Dann nahm Meilis-Label-Hickhack Fahrt auf. Auf Ungnade stiess vor allem der Hype um Suisse-Black-Angus, einem IP-Suisse-Label. Die Tiere werden von der Lucarna in Hinwil geschlachtet und über die Migros (vor allem Migros Aare) verkauft. Bei Swiss Black Angus gäbe es keinen Abzug für Fettklasse 4 und 5. «Es sind keine Biorinder, noch muss man GMF einhalten und die Ausmast kann im Stall erfolgen», sagte Meili – um wie viel tier- und klimafreundlicher sei dafür ein Bio-Weide-Rind – wenn auch höhere Gewichte erwünscht wären.
Seitens Micarna war Dennis Pisoni, Fachspezialist Nachhaltigkeit, vor Ort. Er vermerkte, dass die Fragen während der Diskussionsrunde sehr vielseitig waren. Um einen Aufklärungsbeitrag zu leisten, bot er an, die Fragen an die zuständigen Fachexpertinnen und -experten weiterzuleiten.

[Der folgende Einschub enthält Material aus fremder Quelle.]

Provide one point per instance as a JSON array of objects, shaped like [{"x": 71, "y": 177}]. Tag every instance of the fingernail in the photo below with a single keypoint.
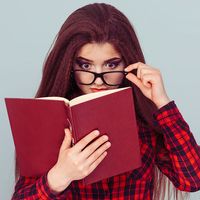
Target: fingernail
[
  {"x": 66, "y": 130},
  {"x": 96, "y": 132}
]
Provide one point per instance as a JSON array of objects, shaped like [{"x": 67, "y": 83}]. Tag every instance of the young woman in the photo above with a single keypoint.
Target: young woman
[{"x": 95, "y": 39}]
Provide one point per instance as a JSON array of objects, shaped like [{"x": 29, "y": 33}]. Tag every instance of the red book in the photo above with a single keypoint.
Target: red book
[{"x": 38, "y": 130}]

Biokunden wandern ab, Aldi und Lidl profitieren
Interessant wäre zu wissen, wie viel Bio-Weiderind Aldi und Lidl vermarkten. Aber Umsatzzahlen geben beide Unternehmen trotz Nachfrage der BauernZeitung nicht heraus. Immerhin so viel gibt Lidl Schweiz bekannt, dass Bio-Weiderind-Produkte rund einen Drittel ihres frischen Rindfleischsortiments ausmachen. Insgesamt profitieren Aldi und Lidl davon, dass die Biokundschaft preissensibler wird. So sei laut der Medienstelle Aldi Suisse bei ihrer Bio-Eigenmarken «retour aux sources» ein enormer Zulauf an Neukunden zu verzeichnen. Auch Lidl spricht von einem deutlich beschleunigten Kundenzuwachs bei den Bioprodukten.

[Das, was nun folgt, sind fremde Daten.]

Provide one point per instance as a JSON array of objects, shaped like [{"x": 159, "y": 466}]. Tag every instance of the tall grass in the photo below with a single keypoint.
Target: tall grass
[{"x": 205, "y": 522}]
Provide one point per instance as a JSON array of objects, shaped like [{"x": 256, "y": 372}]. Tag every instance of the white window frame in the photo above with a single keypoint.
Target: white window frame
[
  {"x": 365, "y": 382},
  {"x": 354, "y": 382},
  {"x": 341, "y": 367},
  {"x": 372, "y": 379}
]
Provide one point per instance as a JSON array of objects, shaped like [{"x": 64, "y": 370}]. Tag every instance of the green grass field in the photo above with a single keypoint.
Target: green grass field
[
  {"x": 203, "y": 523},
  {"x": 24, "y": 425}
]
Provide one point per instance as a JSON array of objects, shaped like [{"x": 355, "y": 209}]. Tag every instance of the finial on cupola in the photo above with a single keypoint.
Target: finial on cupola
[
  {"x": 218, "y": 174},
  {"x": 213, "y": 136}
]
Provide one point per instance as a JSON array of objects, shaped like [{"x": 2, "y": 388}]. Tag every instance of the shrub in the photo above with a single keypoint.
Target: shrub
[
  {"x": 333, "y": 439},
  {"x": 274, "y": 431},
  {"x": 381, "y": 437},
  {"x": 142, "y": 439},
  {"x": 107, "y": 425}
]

Die Aldi-Suisse-Medienstelle bestätigt, dass interessierte Betriebe herzlich willkommen seien: «Wir freuen uns über jedes weitere Mitglied in unserer «retour aux sources»-Produzentenfamilie.» Auch Lidl Schweiz schreibt, dass das Unternehmen offen sei für Partnerschaften mit neuen Bioproduzenten.
Von Weide- und Wolfzonen
Wölfe seien nicht sentimental und romantisch wie wir Menschen, sagte Marcel Züger am Herbstanlass der IG Bio-Weide-Beef. Es gelte das Recht des Stärkeren. Wölfe sind nicht nur stark, sondern auch schlau und lernfähig. «Wir züchten in unserem Alpenraum eine Art Kulturwolf heran, der sich, ähnlich wie das schon bei den Füchsen der Fall ist, immer mehr im Siedlungsraum aufhalten wird», prophezeit Züger und fordert, dass die flächendeckende Wolfsbesiedlung in der Schweiz zu stoppen sei. Er schlägt drei Massnahmen vor:
- Weidezonen, die wolfsfrei zu halten sind. Dafür sei eine ganzjährige Bejagung nötig.
- Bestandesbegrenzung durch Abschussquoten.

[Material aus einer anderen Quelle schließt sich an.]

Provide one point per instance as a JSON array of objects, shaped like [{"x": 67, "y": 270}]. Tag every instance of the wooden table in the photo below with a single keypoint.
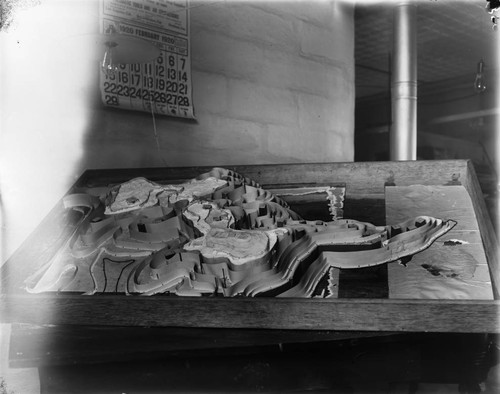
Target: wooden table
[{"x": 370, "y": 303}]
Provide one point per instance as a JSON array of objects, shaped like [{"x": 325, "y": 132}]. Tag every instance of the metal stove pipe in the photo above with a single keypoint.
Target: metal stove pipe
[{"x": 403, "y": 136}]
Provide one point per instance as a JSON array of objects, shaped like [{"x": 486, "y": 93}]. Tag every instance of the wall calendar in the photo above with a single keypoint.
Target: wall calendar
[{"x": 163, "y": 85}]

- Wolfszonen, wo sich der Wolf aufhalten dürfe, sofern er sich artgerecht verhalte – also scheu und nachtaktiv sei, und wo es keine Nahbegegnungen mit Menschen gebe. Das sei die rote Linie, werde dies und der Herdenschutz vom Wolf nicht respektiert, seien gezielte Abschüsse nötig.